Multidisciplinaire CVA-netwerken moeten faciliteren dat een patiënt die een beroerte hebben gehad na het ziekenhuis ook goed worden opgevangen in de eerste lijn. Het Rijnlands Revalidatie Centrum (RRC), Sophia Revalidatie en Leids Universitair Medisch Centrum (LUMC) hebben daar een format voor ontwikkeld.

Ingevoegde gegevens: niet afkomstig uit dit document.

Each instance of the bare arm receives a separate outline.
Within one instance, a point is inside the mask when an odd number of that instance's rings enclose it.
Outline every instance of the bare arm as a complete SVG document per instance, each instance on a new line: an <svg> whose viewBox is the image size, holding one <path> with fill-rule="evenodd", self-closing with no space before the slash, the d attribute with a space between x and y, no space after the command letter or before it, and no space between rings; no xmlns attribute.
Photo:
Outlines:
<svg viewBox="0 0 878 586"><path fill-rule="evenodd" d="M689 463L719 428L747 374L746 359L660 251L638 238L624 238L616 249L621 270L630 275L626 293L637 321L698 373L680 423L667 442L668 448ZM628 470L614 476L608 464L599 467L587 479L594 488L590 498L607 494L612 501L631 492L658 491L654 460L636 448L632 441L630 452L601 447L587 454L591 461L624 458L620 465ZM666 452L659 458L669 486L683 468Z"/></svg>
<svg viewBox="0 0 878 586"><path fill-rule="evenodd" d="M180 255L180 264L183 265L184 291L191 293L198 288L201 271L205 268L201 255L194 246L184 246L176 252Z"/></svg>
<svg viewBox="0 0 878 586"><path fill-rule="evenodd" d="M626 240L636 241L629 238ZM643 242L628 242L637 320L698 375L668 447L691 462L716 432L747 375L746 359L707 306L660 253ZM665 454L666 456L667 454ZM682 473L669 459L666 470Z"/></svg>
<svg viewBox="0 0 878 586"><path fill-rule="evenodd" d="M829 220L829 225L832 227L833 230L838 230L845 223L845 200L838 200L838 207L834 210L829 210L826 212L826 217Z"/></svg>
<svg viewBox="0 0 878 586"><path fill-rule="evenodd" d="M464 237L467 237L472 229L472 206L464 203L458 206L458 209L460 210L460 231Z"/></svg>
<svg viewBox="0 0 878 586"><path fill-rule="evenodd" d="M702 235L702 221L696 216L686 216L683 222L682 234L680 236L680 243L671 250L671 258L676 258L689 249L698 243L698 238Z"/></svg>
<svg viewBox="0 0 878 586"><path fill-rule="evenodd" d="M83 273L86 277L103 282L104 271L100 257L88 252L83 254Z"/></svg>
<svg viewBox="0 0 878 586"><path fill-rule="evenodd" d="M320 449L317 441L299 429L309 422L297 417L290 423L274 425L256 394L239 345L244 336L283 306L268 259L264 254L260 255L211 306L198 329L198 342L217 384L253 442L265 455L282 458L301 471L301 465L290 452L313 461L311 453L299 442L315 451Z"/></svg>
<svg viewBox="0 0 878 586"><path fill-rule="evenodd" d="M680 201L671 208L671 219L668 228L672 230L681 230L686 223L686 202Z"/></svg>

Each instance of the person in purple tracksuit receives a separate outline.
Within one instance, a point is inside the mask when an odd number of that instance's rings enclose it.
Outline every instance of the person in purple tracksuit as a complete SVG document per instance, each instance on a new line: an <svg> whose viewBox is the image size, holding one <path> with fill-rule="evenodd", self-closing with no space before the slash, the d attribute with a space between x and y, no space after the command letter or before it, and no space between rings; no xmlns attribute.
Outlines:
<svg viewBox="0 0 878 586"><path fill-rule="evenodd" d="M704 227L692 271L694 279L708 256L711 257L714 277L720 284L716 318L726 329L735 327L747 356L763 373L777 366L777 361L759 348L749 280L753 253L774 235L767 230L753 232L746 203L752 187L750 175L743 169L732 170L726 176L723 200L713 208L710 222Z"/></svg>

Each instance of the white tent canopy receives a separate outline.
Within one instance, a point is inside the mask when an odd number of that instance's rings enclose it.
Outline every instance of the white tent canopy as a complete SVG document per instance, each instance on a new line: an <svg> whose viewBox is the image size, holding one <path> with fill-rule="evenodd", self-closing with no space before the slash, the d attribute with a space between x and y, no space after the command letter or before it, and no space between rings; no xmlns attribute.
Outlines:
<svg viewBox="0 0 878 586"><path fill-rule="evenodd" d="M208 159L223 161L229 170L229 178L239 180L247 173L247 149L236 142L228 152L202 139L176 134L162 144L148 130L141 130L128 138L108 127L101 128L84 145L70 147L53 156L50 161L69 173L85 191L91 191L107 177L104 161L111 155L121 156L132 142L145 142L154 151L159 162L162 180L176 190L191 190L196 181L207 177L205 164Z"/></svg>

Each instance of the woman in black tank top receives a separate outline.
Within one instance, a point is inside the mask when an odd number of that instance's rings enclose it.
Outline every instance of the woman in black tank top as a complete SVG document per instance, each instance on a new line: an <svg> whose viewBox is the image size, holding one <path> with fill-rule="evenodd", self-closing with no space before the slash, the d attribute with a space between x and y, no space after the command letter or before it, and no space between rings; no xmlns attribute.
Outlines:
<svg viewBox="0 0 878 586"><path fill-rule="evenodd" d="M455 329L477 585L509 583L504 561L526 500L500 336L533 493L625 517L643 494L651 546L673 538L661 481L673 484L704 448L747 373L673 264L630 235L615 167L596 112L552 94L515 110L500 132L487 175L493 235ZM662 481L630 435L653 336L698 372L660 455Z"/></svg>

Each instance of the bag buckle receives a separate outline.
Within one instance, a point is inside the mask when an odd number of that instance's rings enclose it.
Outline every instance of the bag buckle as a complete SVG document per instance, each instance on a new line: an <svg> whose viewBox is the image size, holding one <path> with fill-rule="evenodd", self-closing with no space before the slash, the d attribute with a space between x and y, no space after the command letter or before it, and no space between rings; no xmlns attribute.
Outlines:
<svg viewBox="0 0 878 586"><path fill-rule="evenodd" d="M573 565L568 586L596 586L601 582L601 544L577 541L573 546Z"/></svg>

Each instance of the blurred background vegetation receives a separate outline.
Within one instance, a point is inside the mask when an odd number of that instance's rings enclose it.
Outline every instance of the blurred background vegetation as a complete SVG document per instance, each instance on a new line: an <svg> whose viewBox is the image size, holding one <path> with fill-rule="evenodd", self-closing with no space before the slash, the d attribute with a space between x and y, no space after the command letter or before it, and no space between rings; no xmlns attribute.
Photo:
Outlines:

Het project werd gefinancierd door de Stichting Kwaliteitsgelden Medisch Specialisten (SKMS). De partijen onderzochten de kenmerken en de succes- en faalfactoren van 15 eerstelijns CVA-netwerken. Hun conclusies: De afstemming tussen zorgverleners onderling en tussen de eerste en tweede lijn kan beter. Dat geldt ook voor het gebruik van bewezen effectieve behandelmogelijkheden. Goed gekwalificeerde zorgverleners, georganiseerd in een netwerk met samenwerkingsafspraken met de ketenpartners bieden de oplossing.
Kennisniveau
Ieder jaar worden ongeveer 45.000 patiënten met een CVA opgenomen. Nadat zij uit het ziekenhuis zijn ontslagen, hebben zij vaak nog hulp nodig van één of meerdere behandelaars in de eerste lijn, bijvoorbeeld een fysiotherapeut, ergotherapeut, logopedist of psycholoog. Ook jaren later kunnen zij nog klachten hebben die rechtstreeks zijn terug te voeren op de beroerte. Netwerkvorming, met goede samenwerking tussen eerstelijns behandelaars onderling en tussen eerste- en tweede lijn, kan zorgen dat de CVA-patiënt snel op de juiste plek terecht komt. Dat verbetert de implementatie van richtlijnen, verhoogt het kennisniveau en vermindert uiteindelijk de zorgkosten.